Day 6 - When we decided to quantify the categories of every article between 0 and 1.
Help users find the balance between categories
Many research papers fall on the borderline between several categories. Let's suppose we are looking for a technical research paper in Computational Complexity using Machine Learning. We will probably find several papers with similar names that belong to both categories that interest us. But we are Machine Learning experts, we want the paper to talk mostly about Machine Learning.
How can we do this?
Soft labels
We decided to solve this issue by assigning a value between 0 and 1 for each category of every paper. It means that if you are using the thm-cli
you will obtain a value that quantify each category.

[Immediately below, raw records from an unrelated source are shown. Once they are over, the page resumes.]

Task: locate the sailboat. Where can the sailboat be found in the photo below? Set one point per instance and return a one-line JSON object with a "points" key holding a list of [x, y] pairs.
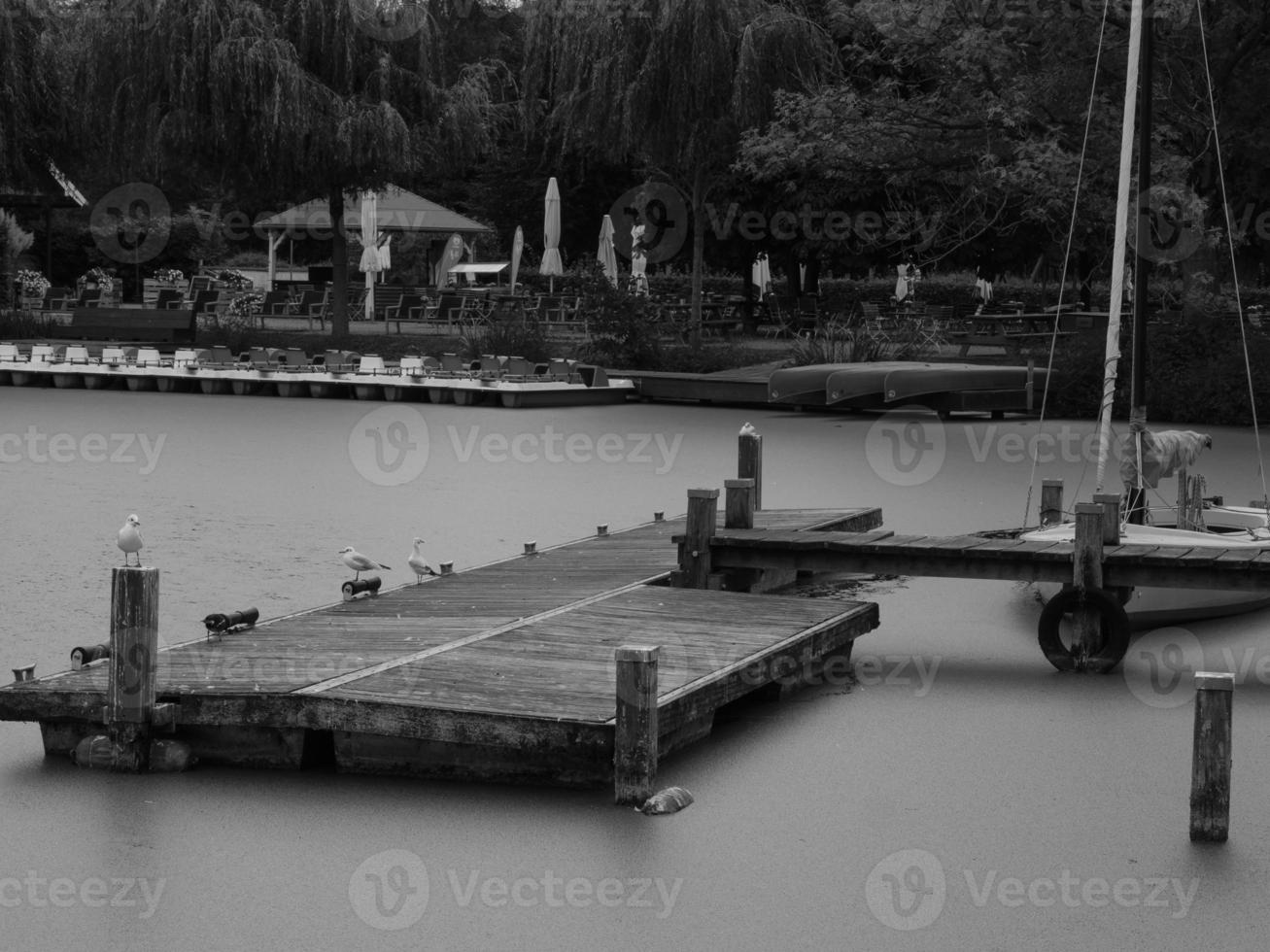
{"points": [[1149, 456]]}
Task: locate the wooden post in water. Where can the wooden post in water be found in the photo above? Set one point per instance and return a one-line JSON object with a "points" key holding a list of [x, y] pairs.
{"points": [[129, 706], [1110, 503], [1050, 501], [635, 746], [1211, 761], [749, 463], [1087, 574], [695, 550], [738, 504]]}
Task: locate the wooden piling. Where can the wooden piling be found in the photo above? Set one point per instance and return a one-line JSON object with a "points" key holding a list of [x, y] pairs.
{"points": [[635, 748], [695, 549], [1110, 503], [129, 706], [739, 504], [1087, 574], [1211, 758], [1050, 501], [749, 463]]}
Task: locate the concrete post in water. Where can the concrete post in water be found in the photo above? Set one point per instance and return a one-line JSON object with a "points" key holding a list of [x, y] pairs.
{"points": [[1110, 503], [695, 550], [635, 748], [129, 707], [749, 463], [1211, 761], [1050, 501], [1087, 574], [738, 504]]}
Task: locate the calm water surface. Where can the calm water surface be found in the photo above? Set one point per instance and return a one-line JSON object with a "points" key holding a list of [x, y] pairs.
{"points": [[962, 795]]}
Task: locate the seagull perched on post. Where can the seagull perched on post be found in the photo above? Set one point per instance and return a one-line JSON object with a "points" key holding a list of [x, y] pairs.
{"points": [[416, 561], [359, 562], [129, 538]]}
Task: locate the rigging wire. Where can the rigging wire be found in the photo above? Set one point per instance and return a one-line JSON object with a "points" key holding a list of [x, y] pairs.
{"points": [[1067, 255], [1229, 244]]}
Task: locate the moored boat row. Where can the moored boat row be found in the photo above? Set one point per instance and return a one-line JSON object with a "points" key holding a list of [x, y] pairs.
{"points": [[509, 381]]}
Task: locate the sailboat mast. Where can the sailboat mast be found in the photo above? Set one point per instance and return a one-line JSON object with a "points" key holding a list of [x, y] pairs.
{"points": [[1112, 356], [1142, 264]]}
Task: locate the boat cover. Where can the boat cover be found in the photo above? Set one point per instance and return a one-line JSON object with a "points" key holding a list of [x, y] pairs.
{"points": [[1163, 454]]}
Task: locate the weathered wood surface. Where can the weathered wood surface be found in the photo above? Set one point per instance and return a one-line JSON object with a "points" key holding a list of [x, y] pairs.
{"points": [[975, 558], [503, 671]]}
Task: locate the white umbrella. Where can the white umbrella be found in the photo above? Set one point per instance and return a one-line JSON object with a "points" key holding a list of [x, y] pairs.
{"points": [[606, 254], [452, 255], [761, 274], [639, 259], [517, 249], [371, 260], [551, 264]]}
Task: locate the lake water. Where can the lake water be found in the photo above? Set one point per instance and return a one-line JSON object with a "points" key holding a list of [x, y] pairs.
{"points": [[959, 795]]}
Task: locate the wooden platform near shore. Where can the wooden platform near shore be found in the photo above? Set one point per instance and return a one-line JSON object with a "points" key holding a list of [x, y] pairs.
{"points": [[504, 671], [978, 558]]}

Suppose you are a Machine Learning expert looking for research paper discussing Computational Complexity, we've found 2 interesting papers:
Paper 1
@article{alexa21
author = "Alexandre d'Aspremont, Damien Scieur and Adrien Taylor",
title = "Acceleration Methods",
year = "2021",
url = "https://arxiv.org/pdf/2101.09545.pdf",
}
Paper 2
@article{tanm20
author = "Tan M. Nguyen, Richard G. Baraniuk, Andrea L. Bertozzi, Stanley J. Osher, Bao Wang",
title = "MomentumRNN: Integrating Momentum into Recurrent Neural Networks",
year = "2020",
url = "https://arxiv.org/pdf/2006.06919.pdf",
}
Paper 1 is associated with the categories:
- Optimization and Control
- Machine Learning
- Numerical Analysis
- Numerical Analysis
While Paper 2 is categorized into:
- Optimization and Control
- Machine Learning
- Dynamical Systems
Both papers belong to the overlapping categories, so we want to be able to assign a weight to each category in order to be able to make a more informed decision.
How did we compute the score for the categories?
In order to obtain a fuzzy representation of categories, we decided to use a pre-trained language model (bert-tiny) on a multi label text classification problem. It was quite easy, as every article is already tagged with the categories.
The dataset is quite big, but the number of categories is relatively small. Therefore, we decided to train the model on only one epoch to avoid overfitting. One epoch gives our model a balance between correctly classifying the articles to the category they belong to, but at the same the model didn't have time to learn the data by heart and produce a score close to 1.
After computing the scores for each category offline, we only need to add the static data to our Redis database and retrieve it to show it to the user.
Possible improvements
The main problem here is that if we train the model too long, we risk overfitting the data and the predictions are equal to 1 for the real categories and 0 for the false categories (which is useless). But if we train the model too little we will obtain a model with mostly false predictions as it will not have time to converge.
Currently stopping the training after only one epoch is experimental, we can probably define a more rigorous protocol to select the best training parameters to compute the soft labels.
Next Steps
In the next steps, we will have to integrate this approach to our solution. This will involve creating separate training and serving pipelines for our model.